Diante de tão amplo conjunto de objeções tanto teóricas quanto políticas à ideia de
sociedade civil, Acanda (2006) lança o seguinte questionamento: Por que continuar utilizando
o termo sociedade civil se é tão impreciso como conceito teórico e tão ambivalente como
bandeira política? O autor explicita algumas considerações a respeito da continuidade de sua
utilização por alguns grupos. Inicialmente destaca que o uso do conceito por teóricos,
dirigentes políticos e movimentos populares não decorre do fato de “se terem deixado seduzir
por uma ilusão, mas por perceberem nesse instrumento conceitual um meio adequado para
exprimir suas novas estratégias e objetivos” (ACANDA, 2006, p. 48).
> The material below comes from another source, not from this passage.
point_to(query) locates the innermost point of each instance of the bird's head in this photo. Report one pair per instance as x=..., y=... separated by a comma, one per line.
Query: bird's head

Outro aspecto
ressaltado pelo autor diz respeito à existência de um maior interesse “na importância e nos
efeitos dos laços informais, nos processos culturais e simbólicos, e nas instituições da vida
pública”(ACANDA, 2006, p.49).
A referência a idéia de sociedade civil, de uma perspectiva democratizadora,
sublinha a utilização dos laços do mundo de vida da comunidade e das
culturas locais na criação de elementos de resistência ao poder que se
apóiem em formas culturais originadas da práxis cotidiana dos povos ou de
determinados grupos sociais. [...] O “civil” não é entendido aqui como o
apolítico ou o antipolítico, mas como espaço de descoberta e concepção de
formas mais amplas e profundas de realização da luta política, que enfatizam
a ressocialização dos indivíduos e a construção de novas subjetividades
(ACANDA, 2006, p. 49).
Entretanto, Acanda (2006) pontua que a reconstrução da ideia de sociedade civil
voltada ao interesse emancipatório e democratizador4 “só será possível se a repensarmos à luz
de uma teoria crítica”. É necessário, então, a todo o momento, fazer alusão ao vínculo com os
“processos políticos, econômicos e sociais ocorridos nestes quatros séculos de existência do
uso moderno da idéia de sociedade civil e de sua história”. Essa teoria política crítica deve
“explicitar sua intenção prática de servir de instrumento para a crítica da ordem social
existente, ou seja, para sua análise, avaliação e superação” (ACANDA, 2006, p. 50).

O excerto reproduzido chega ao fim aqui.